Sandia researchers have discovered a new family of liquid salt electrolytes that could lead to batteries with three times greater energy density than other available storage technologies. The MetILs are, from left to right: copper-based compound, cobalt-based compound, manganese-based compound, iron-based compound, nickel-based compound, and vanadium-based compound. Image: Randy Montoya |
Sandia is pioneering
research on flow batteries that avoid these problems by not using water. Anderson assembled a
multidisciplinary team of experts from the Labs, including electrochemist David
Ingersoll, organic chemist Chad Staiger and chemical technologists Harry Pratt
and Jonathan Leonard. What they’ve designed is a new family of electrochemically
reversible, metal-based ionic liquids, or MetILs, which are based on
inexpensive, non-toxic materials that are readily available within the U.S.,
such as iron, copper, and manganese.
“Instead of
dissolving the salt into a solvent, our salt is a solvent,” Anderson said. “We’re able to get a much
higher concentration of the active metal because we’re not limited by
saturation. It’s actually in the formula. So we can cost-effectively triple our
energy density, which drastically reduces the necessary size of the battery,
just by the nature of the material.”
The electrochemical
efficiency, or ability to reverse charge, in MetILs is far greater than
anything else published to date. The team has prepared nearly 200 combinations
of cations, anions and ligands, and of those, five outperform the
electrochemical efficiency of ferrocene, which has long been considered the
gold standard.
A common problem when
mixing positively and negatively charged species is that these species will
start aggregating together, eventually causing the solution to turn gummy and
clog the battery membrane and electrode surfaces. The team addressed that
challenge by developing asymmetric cations, or positively charged ions, that
resemble a soccer ball. In this analogy, the black pentagons represent
negatively charged areas and the white hexagons represent positively charged
regions. Such an arrangement lowers the melting point by preventing the ionic
liquid constituents from bonding and becoming a solid, while the partial charge
still allows electrons to flow freely through the cell to generate a current.
The team is funded by
the Department of Energy’s Office of Electricity Delivery and Energy Reliability.

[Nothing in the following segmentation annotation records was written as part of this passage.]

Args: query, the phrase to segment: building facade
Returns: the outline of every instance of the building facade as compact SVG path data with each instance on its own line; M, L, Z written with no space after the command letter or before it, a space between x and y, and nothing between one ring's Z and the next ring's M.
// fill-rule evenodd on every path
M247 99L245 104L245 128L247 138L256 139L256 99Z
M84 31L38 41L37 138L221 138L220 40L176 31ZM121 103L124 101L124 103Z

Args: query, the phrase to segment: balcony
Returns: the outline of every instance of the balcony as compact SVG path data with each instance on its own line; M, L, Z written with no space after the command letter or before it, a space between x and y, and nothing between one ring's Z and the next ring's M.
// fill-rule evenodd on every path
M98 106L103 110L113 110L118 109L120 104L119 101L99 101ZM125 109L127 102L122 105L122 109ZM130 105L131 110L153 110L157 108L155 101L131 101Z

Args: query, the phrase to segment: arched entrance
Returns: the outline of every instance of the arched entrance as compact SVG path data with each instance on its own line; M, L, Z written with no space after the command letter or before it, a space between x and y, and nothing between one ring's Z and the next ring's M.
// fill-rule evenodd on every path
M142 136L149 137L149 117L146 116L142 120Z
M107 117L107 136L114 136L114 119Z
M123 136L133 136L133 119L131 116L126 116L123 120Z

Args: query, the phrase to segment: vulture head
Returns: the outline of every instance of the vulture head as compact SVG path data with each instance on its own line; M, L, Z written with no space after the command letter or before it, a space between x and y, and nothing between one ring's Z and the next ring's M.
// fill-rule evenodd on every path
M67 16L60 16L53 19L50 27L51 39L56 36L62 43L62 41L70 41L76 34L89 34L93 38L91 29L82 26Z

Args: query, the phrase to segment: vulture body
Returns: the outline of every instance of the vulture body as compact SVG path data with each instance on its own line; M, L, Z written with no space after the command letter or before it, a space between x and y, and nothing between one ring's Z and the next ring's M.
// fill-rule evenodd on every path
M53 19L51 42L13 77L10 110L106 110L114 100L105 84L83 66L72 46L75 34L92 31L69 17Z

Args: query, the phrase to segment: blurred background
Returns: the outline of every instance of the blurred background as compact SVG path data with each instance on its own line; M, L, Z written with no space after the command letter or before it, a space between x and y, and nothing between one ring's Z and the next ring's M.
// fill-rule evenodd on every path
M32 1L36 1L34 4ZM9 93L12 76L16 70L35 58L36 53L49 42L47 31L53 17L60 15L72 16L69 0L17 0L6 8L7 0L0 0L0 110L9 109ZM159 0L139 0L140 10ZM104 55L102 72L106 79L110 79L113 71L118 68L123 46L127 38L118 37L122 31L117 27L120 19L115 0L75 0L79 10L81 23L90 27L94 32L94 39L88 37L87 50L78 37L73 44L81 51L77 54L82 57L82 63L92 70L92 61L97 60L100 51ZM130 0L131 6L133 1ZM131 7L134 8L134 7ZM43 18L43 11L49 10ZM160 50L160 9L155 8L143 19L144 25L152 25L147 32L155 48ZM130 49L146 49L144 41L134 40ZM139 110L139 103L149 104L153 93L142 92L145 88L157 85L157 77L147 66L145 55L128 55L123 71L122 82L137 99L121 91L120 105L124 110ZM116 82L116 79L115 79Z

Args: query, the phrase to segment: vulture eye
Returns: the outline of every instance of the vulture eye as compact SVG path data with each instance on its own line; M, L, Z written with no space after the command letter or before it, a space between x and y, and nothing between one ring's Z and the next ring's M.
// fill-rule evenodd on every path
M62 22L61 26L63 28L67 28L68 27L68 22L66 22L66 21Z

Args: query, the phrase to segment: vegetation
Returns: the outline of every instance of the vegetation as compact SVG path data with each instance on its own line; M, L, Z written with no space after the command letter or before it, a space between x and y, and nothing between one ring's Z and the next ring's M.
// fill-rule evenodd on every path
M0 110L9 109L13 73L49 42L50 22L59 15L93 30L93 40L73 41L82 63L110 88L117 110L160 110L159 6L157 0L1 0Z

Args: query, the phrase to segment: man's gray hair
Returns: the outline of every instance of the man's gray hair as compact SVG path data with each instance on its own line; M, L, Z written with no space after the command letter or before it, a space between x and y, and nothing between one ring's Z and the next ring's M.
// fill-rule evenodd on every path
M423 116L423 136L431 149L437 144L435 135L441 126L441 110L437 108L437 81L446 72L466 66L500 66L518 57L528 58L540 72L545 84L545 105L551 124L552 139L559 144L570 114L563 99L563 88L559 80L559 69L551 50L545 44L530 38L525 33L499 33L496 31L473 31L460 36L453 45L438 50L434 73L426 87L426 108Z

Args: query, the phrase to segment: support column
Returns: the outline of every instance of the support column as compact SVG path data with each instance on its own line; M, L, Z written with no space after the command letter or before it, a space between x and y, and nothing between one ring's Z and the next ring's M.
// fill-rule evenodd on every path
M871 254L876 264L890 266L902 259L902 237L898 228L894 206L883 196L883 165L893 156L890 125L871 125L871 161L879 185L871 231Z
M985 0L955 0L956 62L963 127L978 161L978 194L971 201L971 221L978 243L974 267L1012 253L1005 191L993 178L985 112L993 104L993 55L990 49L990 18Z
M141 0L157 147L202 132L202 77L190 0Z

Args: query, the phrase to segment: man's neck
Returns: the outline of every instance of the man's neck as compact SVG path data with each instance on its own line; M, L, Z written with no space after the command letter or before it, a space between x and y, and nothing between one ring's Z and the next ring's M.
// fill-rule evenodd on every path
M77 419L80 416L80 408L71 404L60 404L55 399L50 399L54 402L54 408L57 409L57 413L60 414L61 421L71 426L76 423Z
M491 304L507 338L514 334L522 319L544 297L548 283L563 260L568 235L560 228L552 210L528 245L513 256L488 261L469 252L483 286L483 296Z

Imre Gyuk, energy storage systems program manager for that office, has been a
champion of Sandia’s efforts and provided the necessary funding.
“The MetILs approach
represents an ingenious, out-of-the-box solution to the cathode/electrolyte
paradigm. Because it is based on readily available, inexpensive precursors, it
may well lead to innovative, cost-effective storage systems with major impacts
on the entire U.S.
grid,” said Gyuk.
The findings apply to
new flow battery cathode materials. The next step for the Sandia team is to
find similar materials for flow battery anodes, and researchers are encouraged
by their progress.
“There are three
things you’re juggling at the same time, and they aren’t always related:
viscosity, electrical conductivity and the fundamental electrochemical
efficiency,” Anderson
said. “The excitement of having all three things go right at the same time,
it’s like finding the treasure, but without the map. We’re creating that map,
and we’re very excited by the possibilities.”